Paul Campbell, former president of Campbell Scientific, said he hopes the environmental observatory is inspiring to library patrons and becomes a symbol for the importance of science, technology, engineering and math in the community.
Mark Blonquist, chief scientist at Apogee Instruments, noted his company makes weather monitoring instruments that can be found all over the world — from Southern Utah to Mt. Kilimanjaro.
But more than anything, “I’m really glad we have the opportunity to contribute to a project … that makes Cache Valley a better place to live,” Blonquist said.
Logan Library Director Karen Clark praised USU and the companies involved for making the environmental observatory.

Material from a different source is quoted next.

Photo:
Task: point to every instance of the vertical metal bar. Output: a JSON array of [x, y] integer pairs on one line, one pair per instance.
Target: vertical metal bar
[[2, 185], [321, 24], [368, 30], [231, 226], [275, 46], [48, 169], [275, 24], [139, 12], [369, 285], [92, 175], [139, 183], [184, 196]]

“The library’s excited to be a part of the weather station,” she said. “I’m so proud of the kids who have waited so long so we can start those experiments.”
In an interview, Bugbee said the idea for the environmental observatory came about a year and a half ago, during discussions with then-Logan Mayor Craig Petersen.
Bugbee said it took a long time for the instrument to get built because it involved people volunteering their time — and instruments.
The environmental observatory impressed the many kids and parents that turned out on Thursday, including Daniella Lopez, 10.
“I saw this weather machine and I was like, ‘I’ve never seen this here!” Lopez said in an interview. “They’re fascinating.”
Wellsville resident Luwana Porter was equally impressed with the environmental observatory.
“I think it’s really cool. I’m excited to learn more about it myself,” she said.
It’s why she brought her grandson, 6-year-old Austin, to the event on Thursday. She noted that Austin’s father works at Utah State University with computers, so it’s easy to see why the 6-year-old is so interested in the environmental observatory.
“He actually, for being 6 years old, knows a lot already,” Porter said. “I said, ‘What does this do?’ He goes, ‘That’s a solar panel.’”
Porter said she hopes her grandson takes home something significant from viewing the environmental observatory.
“He could be one of the next world’s greatest scientists,” Porter said. “You don’t know.”